RECHTBANK MIDDEN-NEDERLAND

Zittingsplaats Utrecht
Bestuursrecht
zaaknummer: UTR 19/5240

uitspraak van de enkelvoudige kamer van 11 september 2020 in de zaak tussen

[verzoekster] , te [plaats] , verzoekster,

en
de heffingsambtenaar van de Belastingsamenwerking van de gemeenten Blaricum, Eemnes en Laren (BEL),verweerder.

Procesverloop

Deze uitspraak gaat over het verzoek van verzoekster om vergoeding van haar proceskosten.
Verweerder heeft niet gereageerd op dit verzoek.

Overwegingen

1. Verweerder heeft op 18 november 2019 een uitspraak gedaan op het bezwaarschrift van verzoekster. Verzoekster is hiertegen in beroep gegaan. Op 7 april 2020 heeft verweerder medegedeeld dat hij terugkomt op de uitspraak op bezwaar van 18 november 2019 en dit besluit intrekt. Verweerder heeft dus gedaan wat verzoekster wilde. Verzoekster heeft daarna het beroep ingetrokken en een vergoeding gevraagd voor haar proceskosten.
2. De rechtbank kan een partij de proceskosten van de tegenpartij laten betalen (artikel 8:75 en 8:75a van de (Awb) en het Besluit proceskosten bestuursrecht (Bpb)).
3. De rechtbank stelt vast dat verzoekster op het door haar op 29 april 2020 ingevulde formulier proceskosten alleen categorie E (andere kosten) heeft ingevuld en daar een bedrag van € 47,- heeft vermeld. Daarbij is als toelichting geschreven: “Griffiekosten 7-1-2020 overgemaakt.”
4. Het griffierecht valt niet onder de proceskosten. Verweerder dient dit bedrag zonder dat daar een uitspraak van deze rechtbank voor nodig is op grond van het bepaalde in artikel 8:41 van de Algemene wet bestuursrecht te vergoeden.

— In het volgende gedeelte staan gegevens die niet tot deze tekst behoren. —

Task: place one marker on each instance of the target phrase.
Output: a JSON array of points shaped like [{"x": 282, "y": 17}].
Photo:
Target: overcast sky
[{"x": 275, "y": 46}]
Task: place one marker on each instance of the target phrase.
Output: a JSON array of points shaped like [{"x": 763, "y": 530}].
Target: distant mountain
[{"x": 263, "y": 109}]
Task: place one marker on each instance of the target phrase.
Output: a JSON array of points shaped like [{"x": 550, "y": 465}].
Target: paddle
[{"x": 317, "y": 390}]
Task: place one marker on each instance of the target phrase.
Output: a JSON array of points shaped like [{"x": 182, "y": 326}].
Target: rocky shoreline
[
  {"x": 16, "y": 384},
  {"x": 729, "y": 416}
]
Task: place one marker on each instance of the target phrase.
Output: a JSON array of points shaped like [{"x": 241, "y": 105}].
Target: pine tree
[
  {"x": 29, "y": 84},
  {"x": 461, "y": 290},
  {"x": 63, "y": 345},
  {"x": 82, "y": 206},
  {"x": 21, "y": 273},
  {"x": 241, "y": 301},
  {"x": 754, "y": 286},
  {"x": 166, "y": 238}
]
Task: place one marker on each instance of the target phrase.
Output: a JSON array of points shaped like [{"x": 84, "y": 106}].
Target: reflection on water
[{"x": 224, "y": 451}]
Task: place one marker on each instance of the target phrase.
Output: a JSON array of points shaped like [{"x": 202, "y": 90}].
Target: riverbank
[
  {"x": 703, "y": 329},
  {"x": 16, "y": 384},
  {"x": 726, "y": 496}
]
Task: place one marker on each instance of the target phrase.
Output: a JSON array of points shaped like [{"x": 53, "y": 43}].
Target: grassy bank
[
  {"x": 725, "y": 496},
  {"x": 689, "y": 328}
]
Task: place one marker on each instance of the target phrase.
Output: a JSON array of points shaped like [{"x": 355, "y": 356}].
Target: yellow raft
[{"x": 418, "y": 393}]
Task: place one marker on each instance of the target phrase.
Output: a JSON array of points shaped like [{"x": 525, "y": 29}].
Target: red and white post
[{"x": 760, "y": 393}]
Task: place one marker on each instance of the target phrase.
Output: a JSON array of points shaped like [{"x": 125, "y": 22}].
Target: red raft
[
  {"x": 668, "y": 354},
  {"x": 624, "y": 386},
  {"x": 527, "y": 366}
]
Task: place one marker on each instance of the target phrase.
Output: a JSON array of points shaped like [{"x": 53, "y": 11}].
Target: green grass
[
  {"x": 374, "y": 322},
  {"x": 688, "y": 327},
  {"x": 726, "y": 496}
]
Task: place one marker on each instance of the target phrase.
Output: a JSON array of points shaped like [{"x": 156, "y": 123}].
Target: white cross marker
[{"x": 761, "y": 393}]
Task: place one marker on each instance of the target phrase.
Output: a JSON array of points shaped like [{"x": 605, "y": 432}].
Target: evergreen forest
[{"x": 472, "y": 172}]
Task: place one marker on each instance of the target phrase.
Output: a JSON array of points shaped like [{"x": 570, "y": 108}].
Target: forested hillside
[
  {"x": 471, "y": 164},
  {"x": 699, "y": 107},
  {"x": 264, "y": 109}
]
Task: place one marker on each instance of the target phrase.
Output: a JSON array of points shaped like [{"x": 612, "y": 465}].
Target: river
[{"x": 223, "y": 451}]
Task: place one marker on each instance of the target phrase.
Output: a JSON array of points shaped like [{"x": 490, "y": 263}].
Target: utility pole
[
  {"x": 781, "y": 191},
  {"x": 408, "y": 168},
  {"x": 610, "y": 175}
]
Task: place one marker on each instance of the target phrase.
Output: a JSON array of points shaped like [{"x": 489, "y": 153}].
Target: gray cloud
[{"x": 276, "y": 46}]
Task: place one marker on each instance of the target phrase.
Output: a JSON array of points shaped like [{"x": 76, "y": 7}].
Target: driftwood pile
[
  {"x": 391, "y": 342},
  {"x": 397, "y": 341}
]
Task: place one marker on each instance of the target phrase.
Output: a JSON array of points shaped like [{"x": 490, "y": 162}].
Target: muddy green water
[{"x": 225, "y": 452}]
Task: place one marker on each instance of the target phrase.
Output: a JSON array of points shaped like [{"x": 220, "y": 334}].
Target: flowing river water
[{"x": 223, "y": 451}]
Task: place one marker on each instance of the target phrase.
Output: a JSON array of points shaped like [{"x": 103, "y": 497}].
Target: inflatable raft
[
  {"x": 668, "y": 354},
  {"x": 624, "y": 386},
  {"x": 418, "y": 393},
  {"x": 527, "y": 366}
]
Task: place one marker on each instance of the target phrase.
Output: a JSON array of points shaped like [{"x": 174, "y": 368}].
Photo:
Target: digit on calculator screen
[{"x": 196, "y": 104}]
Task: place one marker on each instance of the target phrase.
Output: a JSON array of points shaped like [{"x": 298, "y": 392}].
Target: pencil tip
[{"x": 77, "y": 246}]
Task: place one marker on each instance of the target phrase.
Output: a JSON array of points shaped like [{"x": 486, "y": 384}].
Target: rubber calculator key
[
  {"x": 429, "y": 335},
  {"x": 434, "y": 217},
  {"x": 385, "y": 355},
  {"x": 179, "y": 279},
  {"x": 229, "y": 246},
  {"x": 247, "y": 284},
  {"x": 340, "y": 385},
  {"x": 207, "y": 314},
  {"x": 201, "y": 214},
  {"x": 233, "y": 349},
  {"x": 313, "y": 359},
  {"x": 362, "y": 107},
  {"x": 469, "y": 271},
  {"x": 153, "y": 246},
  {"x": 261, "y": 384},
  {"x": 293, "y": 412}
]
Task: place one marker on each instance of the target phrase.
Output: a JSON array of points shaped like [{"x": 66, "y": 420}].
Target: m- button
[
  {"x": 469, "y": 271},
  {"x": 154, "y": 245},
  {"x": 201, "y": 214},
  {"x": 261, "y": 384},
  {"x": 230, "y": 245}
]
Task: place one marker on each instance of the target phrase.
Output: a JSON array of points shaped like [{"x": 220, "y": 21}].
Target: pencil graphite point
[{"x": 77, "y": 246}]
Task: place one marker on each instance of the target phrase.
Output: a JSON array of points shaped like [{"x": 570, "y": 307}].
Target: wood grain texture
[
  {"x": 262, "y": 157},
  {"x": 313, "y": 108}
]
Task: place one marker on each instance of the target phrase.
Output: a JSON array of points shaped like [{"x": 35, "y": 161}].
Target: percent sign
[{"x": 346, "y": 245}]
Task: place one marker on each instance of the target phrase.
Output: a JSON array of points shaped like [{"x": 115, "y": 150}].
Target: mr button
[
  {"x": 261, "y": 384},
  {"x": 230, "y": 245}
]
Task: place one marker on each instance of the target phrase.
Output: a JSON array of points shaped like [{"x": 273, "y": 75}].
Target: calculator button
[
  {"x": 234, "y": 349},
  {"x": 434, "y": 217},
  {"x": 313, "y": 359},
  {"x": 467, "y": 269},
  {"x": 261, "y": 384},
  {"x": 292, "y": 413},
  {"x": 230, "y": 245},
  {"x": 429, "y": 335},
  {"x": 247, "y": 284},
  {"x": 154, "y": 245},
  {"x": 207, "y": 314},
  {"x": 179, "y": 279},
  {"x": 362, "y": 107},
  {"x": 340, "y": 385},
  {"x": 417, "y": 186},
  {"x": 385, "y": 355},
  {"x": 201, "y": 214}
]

Het verzoek kan niet worden toegewezen.

Beslissing

De rechtbank wijst het verzoek af.
Deze uitspraak is gedaan door R. in ’t Veld, rechter, in aanwezigheid van O. Asafiati, griffier
.De beslissing is uitgesproken op 11 september 2020. Als gevolg van de maatregelen rondom het coronavirus is deze uitspraak niet uitgesproken op een openbare uitsprakenzitting. Voor zover nodig wordt deze uitspraak alsnog in het openbaar uitgesproken wanneer dat weer mogelijk is.
griffier rechter
Afschrift verzonden aan partijen op:

Bent u het niet eens met deze uitspraak?

Als u het niet eens bent met deze uitspraak kunt een brief sturen naar de rechtbank waarin u uitlegt waarom u het er niet mee eens bent. Dit heet een verzetschrift. U moet dit verzetschrift indienen binnen 6 weken na de dag waarop deze uitspraak is verzonden. U ziet deze datum op de stempel die hierboven staat. Als u graag een zitting wilt waarbij u persoonlijk uw mening aan de rechter kunt geven, kunt u dit in uw verzetschrift aangeven.